It is really frustrated when you are exercising and following some kind of diet, and you are not seeing the results that you are looking for. But you might be missing some of the key points of how weight loss actually works. There is really only one thing that matters when it comes to losing weight. And i am gonna tell you what that is.
The first issue might be that you are relying on exercise too much. Exercise helps you feel better, be less stiff and just be more healthy overall, but it doesn't burn off as many calories as you think it does. It is hard to give accurate figures because your calories expenditure depends on your weight.
And then the intensity that you are working at as well. But if you are cycling for an hour and you are about 180 pounds, you could be burning off about 450 calories. If you are running six miles per hour, which is about 10 kilometers per hour, that is a fairly decent pace in an hour, you could burn 600, maybe 650 calories, but that is an hour.
And not everybody has time to do an hour of cardio every single day. So if we go to that general equation where losing a pound of fat requires you to have a deficit of 3500 calories a week, which is 500 calories a day, you are gonna have to cycle for more than an hour, a day, or run for about 45 to 50 minutes to get that level of fat loss.

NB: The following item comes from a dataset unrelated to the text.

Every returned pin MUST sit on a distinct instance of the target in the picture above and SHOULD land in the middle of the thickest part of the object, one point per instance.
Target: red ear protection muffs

Just with exercise, weight training generally burns off even fewer calories, but that is not to say that it is not iseful. It does have the benefit of building muscle. Mass muscle is more metabolically active than fat. So it is burning off more calories, but that difference is not as great as most people think.

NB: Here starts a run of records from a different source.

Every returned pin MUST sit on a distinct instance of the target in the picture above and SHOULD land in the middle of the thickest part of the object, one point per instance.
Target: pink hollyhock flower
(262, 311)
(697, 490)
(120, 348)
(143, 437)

You mighy be burning off 50 to a hundred extra calories a day by putting on a reasonable amount of muscle. And it is not that easy to put on muscle. I still encourage weight training of course, because it helps you feel stronger and it tends to make you more likely to move more throughout the day.
If you are carrying a lot of fat, that tissue is not active, you are more likely to burn off more calories. If you have more muscle mass, that extra movement is something we call neat, non exercise activity thermogenesis, and that can contribute 10 to 15% of your total calorie expenditure for the day.
Your total daily energy expenditure is your basal metabolic rate. So that is just all the metabolic processes that your body does throughout the day plus neat, which i just talked about, plus the thermic effect of food and any exercise that you do. So roughly broken down for most people as 60-70% for BMR, nea is 10 to 15%.
The thermic effect of food is about 10%. So that is where the quality of your food and the macronutrient content of your food, whether it contains protein or fiber makes a difference. Highly processed foods, for instance, have a lower thermic effect.
It does not take as much effort fir your body to burn them off, but these are all relatively minor numbers. When it comes to the big picture. In comparison to nutrition. Usually nutrition will account for about 80 to 90% of your weight loss results. Ignoring diet makes it really hard to lose weight.
It is actually okay to skip a week or two of exercise. You don’t do as much damge to your weight as you think, but adding too many calories for a couple of weeks, that will make an impact, but i am deiting people often ask me what i recommend in terms of diet. Is it intermittent, fasting or paleo vegan or vegetarian, the Mediterranean diet or clean eating or keto?
And the short answer is, it depends, for me, the most important thing for lasting weight loss is consistency. Can you maintain that diet over the long term? The only absolute requirement is that diet allows you to get into a calorie deficit so that you are burning off more calories than your body needs on a daily basis.